What Douthat's up to here may be called the Argument from Symmetry: Given a recognized phenomenon on the Right side of the equation, it must be the case that there has been an equal and opposite phenomenon on the Left side, its mirror image, which can be used to suggest, say, that the "Tea Party" was a grassroots movement.
Symbolic set (white picket fences and Astroturf) at a townhall meeting with George W. Bush in Sterling, VA, January 2006.

The Tea Party was money, deployed to create an online presence for a certain vague or merely stupid rhetorical stance (complaining about rising taxes as the tax rates sank and government-run health care where it didn't exist in the ACA but not where it did in Medicare), to fund dark-horse lunatic Republican primary candidates, and basically to give an insurgent appearance to the Republican establishment in the 2010 midterm elections. As Michael Brendan Daugherty noted at the time at The American Conservative,
Curiously, the phenom got the most energized and received the most credit for backing Scott Brown, a pro-choice Republican, who supported Mitt Romney’s Massachusetts healthcare plan—one similar to the Senate scheme he now claims to oppose. He is, by all appearances one of those dread “RINOs” —Republican in Name Only—that conservatives once despised.
At the National Tea Party conference, attendees wore pins with Scott Brown’s figure under the “American Idol” logo. Palin referred to him and recently elected New Jersey Gov. Chris Christie as “ours.” It didn’t matter that Brown and Christie won as moderate Republicans running against badly damaged Democratic candidates. Their victories infuriated liberals, and that counts most of all to Tea Partiers.

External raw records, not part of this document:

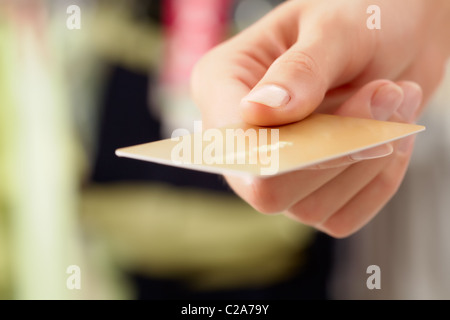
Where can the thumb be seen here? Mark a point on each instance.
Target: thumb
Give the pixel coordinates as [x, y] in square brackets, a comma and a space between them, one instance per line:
[292, 88]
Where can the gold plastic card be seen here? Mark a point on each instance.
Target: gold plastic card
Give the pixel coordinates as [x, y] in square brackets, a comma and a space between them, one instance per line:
[265, 151]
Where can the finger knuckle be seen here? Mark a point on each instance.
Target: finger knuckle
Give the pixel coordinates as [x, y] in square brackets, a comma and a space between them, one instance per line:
[301, 62]
[264, 198]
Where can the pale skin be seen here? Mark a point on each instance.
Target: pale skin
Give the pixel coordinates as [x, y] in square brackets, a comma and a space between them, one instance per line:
[319, 56]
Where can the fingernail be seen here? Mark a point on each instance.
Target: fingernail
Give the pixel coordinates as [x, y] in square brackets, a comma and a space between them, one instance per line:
[386, 101]
[269, 95]
[373, 153]
[412, 97]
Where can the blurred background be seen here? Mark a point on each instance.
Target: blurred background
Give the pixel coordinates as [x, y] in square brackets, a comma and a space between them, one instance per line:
[76, 83]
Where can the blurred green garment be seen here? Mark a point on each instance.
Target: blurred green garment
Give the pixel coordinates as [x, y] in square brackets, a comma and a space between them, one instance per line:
[39, 167]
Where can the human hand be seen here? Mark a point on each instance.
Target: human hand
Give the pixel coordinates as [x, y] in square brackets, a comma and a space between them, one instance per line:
[314, 56]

While it undoubtedly featured some "real" people (the Medicare patients tooling around on their government-issued scooters at the 2009 rallies) alongside the low-rent media personalities from talk radio, CNBC, and Fox, it began as a project of Charles and David Koch and began to acquire some real political influence with the Supreme Court's Citizens United ruling in January 2010. As faithful Old Corporatist Bill Scher was saying in the Wall Street Journal toward the end of last fall's government shutdown,
[Tim] Carney says this Citizens United–fueled dynamic has led to a "Republican leadership vacuum." I would go a step further: It has broken the Republican Party in two.
Both the ascendant Senate Conservatives Fund and Heritage Action groups are financially backed by the libertarian billionaire Koch brothers, leaders of a single corporation that appears to be trying to surpass the Chamber of Commerce as the dominant funder and power center of the Republican Party.

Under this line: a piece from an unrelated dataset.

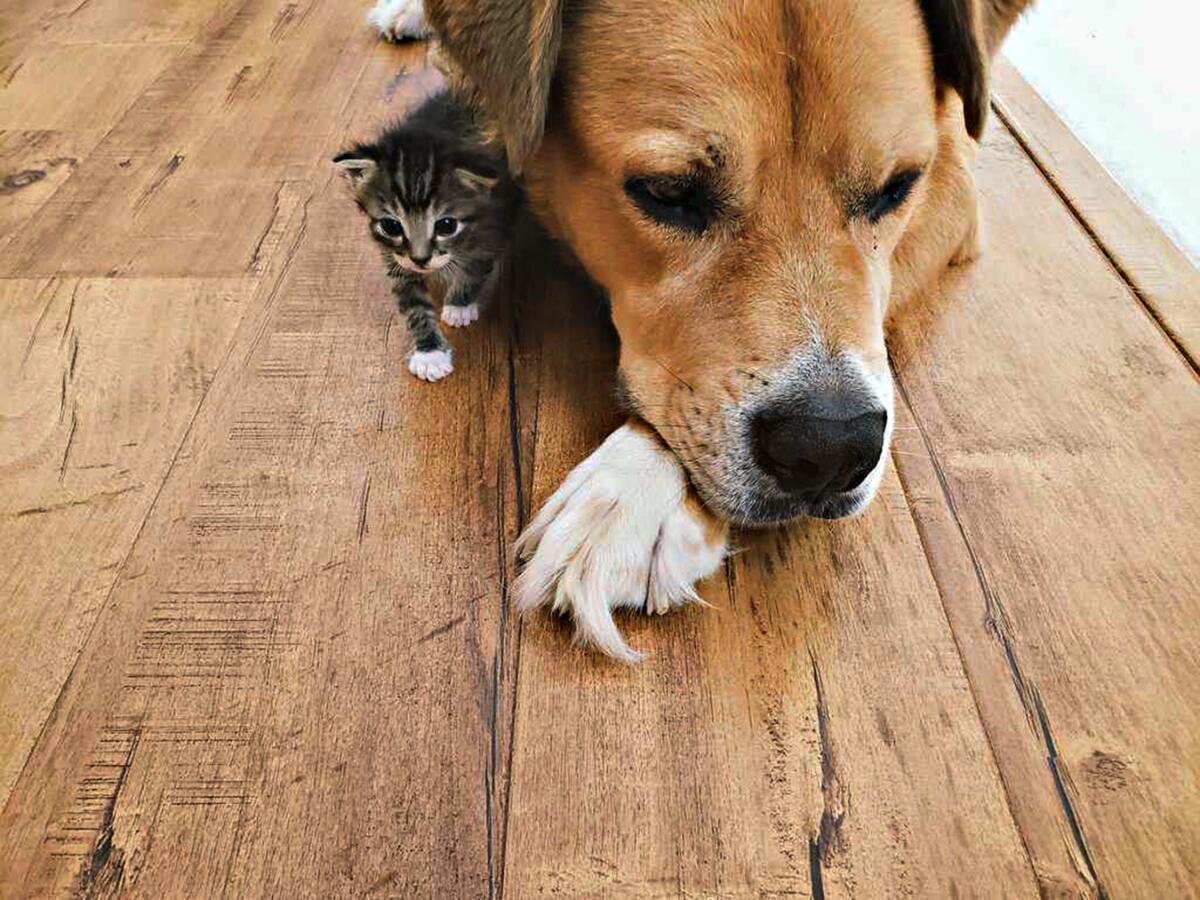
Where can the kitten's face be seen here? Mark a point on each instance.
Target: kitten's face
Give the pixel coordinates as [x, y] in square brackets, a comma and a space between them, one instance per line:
[420, 208]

In the 2012 elections, the Chamber of Commerce and the Koch-backed Americans for Prosperity each spent roughly $35 million. But since then, the Kochs have used another group they created, Freedom Partners Chamber of Commerce, to spend $200 million supporting an array of organizations determined to destroy ObamaCare.
According to Open Secrets, Freedom Partners Chamber of Commerce spending now "dwarfs" the old Chamber, which has been urging Republicans to keep the government open and increase the debt limit, to no avail.
The Kochs and others like them no longer have any use for a "Tea Party"; its work is essentially done, as the old GOP politicians have bent to its will. I'm sure the Kochs in particular would like to get past their Frankenstein's monster to push through an immigration bill (they love immigration as long as it combines with the lowest possible minimum wage law). And the great thing about Astroturf is you can just roll it up and lay it down wherever you like.
The Remodeling Project, performance piece by Heidi Kayser, in Boston's Fort Point Channel, May 2012.